Kürt sorunun çözümü konusunda iyi bir hava olduğunu, sürecin tamamlanması gerektiğini söyleyen Gül, hükümetin cesaretinin takdir edilmesi gerektiğini belirterek, "Başta ana muhalefet partisi olmak üzere diğer siyasi partilerin de sürece dahil olması gerekir " şeklinde konuştu.
“VATANDAŞLIK TANIMI ŞART DEĞİL”
Yeni anayasa çalışmalarına değinen Gül’den, Uzlaşma Komisyonu'na verilen ek sürenin uzatılabileceği sinyali geldi: Süre önemli değil, bir ay sonra olmuş, bir ay önce bu fırsatı kaçırmamak lazım.
Gül’ün bu noktada dikkat çeken açıklaması, yeni anayasadaki vatandaşlık tanımıyla ilgiliydi.
‘Anayasada sorun vatandaşlık tanımı üzerinde mi yoğunlaşıyor?’ sorusu üzerine Gül, “Ben bunun aşılabileceği kanaatindeyim. Elimde bir çalışma var. Bu çalışmada 49 gelişmiş demokratik ülkenin anayasalarına bakılmış. Bunların büyük bir kısmında vatandaşlık tarifi yok. Vatandaşlık anayasanın ‘olmazsa olmaz’ şartı değil. Bazılarında kanuna bırakmışlar, bazılarında farklı şekilde tarif edilmiş. Nihayetinde bir anayasa halkın çoğunluğu tarafından da kabul edileceği için, bütün bunları da hep dikkate almak gerekir.
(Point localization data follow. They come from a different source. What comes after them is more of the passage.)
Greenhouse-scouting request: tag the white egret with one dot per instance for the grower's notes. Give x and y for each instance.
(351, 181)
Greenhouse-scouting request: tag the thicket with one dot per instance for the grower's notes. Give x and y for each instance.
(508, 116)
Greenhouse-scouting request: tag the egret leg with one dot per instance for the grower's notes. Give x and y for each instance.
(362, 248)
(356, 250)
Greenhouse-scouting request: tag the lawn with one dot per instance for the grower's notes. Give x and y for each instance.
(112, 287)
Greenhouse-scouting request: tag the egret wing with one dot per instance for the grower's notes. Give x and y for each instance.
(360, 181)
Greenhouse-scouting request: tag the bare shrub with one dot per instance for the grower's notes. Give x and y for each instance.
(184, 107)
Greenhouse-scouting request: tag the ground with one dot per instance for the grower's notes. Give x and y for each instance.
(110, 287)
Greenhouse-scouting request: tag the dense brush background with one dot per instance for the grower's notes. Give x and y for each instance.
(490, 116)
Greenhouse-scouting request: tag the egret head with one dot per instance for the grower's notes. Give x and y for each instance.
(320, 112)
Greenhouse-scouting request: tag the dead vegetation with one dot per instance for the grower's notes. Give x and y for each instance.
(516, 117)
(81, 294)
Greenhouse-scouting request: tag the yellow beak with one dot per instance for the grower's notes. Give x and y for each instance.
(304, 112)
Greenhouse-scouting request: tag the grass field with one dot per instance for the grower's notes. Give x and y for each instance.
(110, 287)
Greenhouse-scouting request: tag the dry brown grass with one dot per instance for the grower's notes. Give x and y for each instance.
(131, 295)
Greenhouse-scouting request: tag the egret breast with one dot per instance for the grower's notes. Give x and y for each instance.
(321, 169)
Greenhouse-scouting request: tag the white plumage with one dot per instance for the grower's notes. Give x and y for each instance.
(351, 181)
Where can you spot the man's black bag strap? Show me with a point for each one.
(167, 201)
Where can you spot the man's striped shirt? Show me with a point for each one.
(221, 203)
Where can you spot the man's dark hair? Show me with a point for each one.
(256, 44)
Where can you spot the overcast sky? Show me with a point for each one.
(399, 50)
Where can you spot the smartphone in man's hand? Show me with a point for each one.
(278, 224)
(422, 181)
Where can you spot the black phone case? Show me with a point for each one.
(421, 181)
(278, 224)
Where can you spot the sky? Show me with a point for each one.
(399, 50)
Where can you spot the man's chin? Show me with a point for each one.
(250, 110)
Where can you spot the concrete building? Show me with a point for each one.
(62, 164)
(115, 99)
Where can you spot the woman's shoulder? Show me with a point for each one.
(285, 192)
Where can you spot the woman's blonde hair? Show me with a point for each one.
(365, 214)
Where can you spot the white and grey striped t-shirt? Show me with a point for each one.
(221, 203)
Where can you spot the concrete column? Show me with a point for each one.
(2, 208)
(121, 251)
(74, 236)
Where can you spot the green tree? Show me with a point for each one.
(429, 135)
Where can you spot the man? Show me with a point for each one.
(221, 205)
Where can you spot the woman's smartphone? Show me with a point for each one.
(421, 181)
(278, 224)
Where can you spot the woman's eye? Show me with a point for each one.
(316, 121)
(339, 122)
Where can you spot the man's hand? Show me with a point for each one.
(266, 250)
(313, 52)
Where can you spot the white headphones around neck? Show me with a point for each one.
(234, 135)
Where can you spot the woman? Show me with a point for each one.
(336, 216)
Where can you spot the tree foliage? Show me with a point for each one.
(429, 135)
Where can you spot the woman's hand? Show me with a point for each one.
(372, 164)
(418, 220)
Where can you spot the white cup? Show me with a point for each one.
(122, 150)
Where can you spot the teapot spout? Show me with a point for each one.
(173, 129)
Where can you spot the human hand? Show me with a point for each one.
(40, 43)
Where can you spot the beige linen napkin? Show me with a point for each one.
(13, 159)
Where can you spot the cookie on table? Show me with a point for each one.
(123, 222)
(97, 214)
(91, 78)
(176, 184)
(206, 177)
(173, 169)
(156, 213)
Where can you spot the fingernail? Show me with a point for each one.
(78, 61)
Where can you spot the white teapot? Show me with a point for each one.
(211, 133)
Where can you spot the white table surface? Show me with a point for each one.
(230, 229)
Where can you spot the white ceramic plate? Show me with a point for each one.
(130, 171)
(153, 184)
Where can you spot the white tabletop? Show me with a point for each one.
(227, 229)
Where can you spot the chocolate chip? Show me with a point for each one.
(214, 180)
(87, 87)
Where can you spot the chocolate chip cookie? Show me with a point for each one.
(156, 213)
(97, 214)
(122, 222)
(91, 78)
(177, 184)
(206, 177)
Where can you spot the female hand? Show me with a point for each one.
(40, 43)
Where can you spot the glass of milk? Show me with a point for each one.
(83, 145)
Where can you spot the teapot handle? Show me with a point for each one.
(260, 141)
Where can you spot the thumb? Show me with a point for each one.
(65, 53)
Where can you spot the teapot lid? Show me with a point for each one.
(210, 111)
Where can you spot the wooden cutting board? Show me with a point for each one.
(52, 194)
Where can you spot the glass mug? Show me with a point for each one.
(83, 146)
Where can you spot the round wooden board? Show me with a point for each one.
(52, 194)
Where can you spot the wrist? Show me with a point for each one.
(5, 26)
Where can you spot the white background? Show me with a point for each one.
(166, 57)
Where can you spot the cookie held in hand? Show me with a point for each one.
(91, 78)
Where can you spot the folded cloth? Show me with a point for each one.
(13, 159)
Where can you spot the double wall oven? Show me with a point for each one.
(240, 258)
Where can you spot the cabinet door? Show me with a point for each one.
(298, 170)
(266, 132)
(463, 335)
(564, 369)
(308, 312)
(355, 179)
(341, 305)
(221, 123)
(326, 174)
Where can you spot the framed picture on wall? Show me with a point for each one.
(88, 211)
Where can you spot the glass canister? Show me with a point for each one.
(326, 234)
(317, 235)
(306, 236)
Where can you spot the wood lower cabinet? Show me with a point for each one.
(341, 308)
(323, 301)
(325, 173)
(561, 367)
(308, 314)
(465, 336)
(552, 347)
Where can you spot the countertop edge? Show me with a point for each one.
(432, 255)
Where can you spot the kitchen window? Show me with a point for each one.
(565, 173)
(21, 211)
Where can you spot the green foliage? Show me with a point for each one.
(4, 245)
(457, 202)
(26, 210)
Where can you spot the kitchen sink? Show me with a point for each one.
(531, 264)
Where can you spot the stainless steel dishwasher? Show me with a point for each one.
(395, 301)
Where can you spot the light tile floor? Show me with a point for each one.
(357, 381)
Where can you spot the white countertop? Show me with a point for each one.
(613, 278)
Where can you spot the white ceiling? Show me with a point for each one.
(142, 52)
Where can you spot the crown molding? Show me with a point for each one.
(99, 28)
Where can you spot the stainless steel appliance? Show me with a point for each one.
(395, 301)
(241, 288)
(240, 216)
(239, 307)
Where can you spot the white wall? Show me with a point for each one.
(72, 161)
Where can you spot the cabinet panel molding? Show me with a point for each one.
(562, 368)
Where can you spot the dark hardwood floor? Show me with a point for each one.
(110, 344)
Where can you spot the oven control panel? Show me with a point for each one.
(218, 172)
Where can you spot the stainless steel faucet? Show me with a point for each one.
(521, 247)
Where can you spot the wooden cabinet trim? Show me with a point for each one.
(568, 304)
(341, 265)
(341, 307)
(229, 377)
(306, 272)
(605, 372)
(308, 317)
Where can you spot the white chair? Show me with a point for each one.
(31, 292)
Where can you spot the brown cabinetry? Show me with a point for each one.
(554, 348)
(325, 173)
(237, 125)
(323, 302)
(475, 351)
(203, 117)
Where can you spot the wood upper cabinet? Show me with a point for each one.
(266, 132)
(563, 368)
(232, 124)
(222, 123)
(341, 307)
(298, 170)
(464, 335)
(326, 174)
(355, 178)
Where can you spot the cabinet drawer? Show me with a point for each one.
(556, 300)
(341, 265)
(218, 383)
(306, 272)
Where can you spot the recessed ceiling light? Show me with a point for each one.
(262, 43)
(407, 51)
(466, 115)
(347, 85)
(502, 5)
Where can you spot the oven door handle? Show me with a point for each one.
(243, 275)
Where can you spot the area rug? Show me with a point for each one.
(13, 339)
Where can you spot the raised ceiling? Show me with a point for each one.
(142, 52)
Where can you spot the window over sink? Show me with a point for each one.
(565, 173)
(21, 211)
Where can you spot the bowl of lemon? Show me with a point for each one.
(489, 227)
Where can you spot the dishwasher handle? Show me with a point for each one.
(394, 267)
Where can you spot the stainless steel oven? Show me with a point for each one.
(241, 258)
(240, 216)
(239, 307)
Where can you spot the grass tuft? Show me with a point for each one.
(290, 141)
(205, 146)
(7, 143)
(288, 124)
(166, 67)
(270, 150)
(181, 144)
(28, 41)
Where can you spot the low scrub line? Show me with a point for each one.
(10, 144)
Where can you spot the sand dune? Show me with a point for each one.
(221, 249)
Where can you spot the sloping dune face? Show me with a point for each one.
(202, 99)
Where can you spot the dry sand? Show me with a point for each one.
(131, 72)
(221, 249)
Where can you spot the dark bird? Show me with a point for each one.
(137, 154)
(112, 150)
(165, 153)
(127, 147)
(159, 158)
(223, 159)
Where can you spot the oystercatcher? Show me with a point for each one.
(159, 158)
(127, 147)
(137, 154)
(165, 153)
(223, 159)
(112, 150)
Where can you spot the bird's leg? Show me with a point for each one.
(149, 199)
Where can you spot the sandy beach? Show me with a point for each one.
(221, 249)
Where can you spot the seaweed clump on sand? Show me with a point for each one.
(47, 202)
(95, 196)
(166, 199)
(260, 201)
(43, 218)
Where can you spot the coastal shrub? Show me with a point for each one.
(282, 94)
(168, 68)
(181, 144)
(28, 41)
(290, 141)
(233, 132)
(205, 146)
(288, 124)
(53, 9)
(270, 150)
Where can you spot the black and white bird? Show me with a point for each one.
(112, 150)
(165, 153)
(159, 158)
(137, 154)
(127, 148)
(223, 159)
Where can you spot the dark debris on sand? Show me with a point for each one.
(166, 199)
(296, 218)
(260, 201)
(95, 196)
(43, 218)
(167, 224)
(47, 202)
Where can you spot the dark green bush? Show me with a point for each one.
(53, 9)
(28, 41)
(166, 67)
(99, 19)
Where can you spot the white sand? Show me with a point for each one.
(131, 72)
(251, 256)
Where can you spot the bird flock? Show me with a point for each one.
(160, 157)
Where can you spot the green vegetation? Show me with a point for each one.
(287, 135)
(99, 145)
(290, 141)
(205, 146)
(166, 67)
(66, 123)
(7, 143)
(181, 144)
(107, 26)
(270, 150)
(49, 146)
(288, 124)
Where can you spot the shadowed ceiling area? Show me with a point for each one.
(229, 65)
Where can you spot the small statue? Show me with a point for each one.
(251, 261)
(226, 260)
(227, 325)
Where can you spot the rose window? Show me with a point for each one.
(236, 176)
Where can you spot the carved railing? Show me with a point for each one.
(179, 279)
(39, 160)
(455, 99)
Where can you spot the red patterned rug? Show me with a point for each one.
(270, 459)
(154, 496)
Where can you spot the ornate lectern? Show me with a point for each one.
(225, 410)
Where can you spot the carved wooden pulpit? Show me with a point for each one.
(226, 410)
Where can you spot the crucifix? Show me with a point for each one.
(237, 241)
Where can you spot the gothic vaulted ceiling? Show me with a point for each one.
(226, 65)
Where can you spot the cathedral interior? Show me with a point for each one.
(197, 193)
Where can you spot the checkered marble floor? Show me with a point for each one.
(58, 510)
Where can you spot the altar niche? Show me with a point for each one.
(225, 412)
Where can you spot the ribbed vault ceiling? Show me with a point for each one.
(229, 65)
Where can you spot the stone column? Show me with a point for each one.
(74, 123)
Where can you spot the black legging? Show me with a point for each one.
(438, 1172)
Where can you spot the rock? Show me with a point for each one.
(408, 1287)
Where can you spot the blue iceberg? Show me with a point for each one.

Osmanlı İmparatorluğu da, Selçuklu İmparatorluğu da tarihte Türk devletleri olarak bilinir. Ama "Bu Osmanlı'nın vatandaşlarının hepsi Türk'tür" diye bir şey yok. Ama tarihte bunların hepsi Türklerin önderlik ettiği devletlerdir.
Biz bugün imparatorluk değiliz. Üniter bir devletiz. Ama biz imparatorluk refleksi ve özgüveniyle hareket edebiliriz buna inanıyorum. Böyle hareket edersek birçok sorunu aşarız, kendi kedimize dar elbiseler giydiriyoruz.
'Ben Türk değil Kürt'üm, bu toprağın insanıyım' diyen insanlara zorla ille de Türksün dedirtmişiz. Bunlar bizim yanlışlarımız. Bunu yaptığımız için güç verdik, enerji verdik. Bugün özgüven içinde bunları halletmeliyiz. Bugünkü anayasa bile, Türkiye'deki tüm kültürleri korumamızı emrediyor.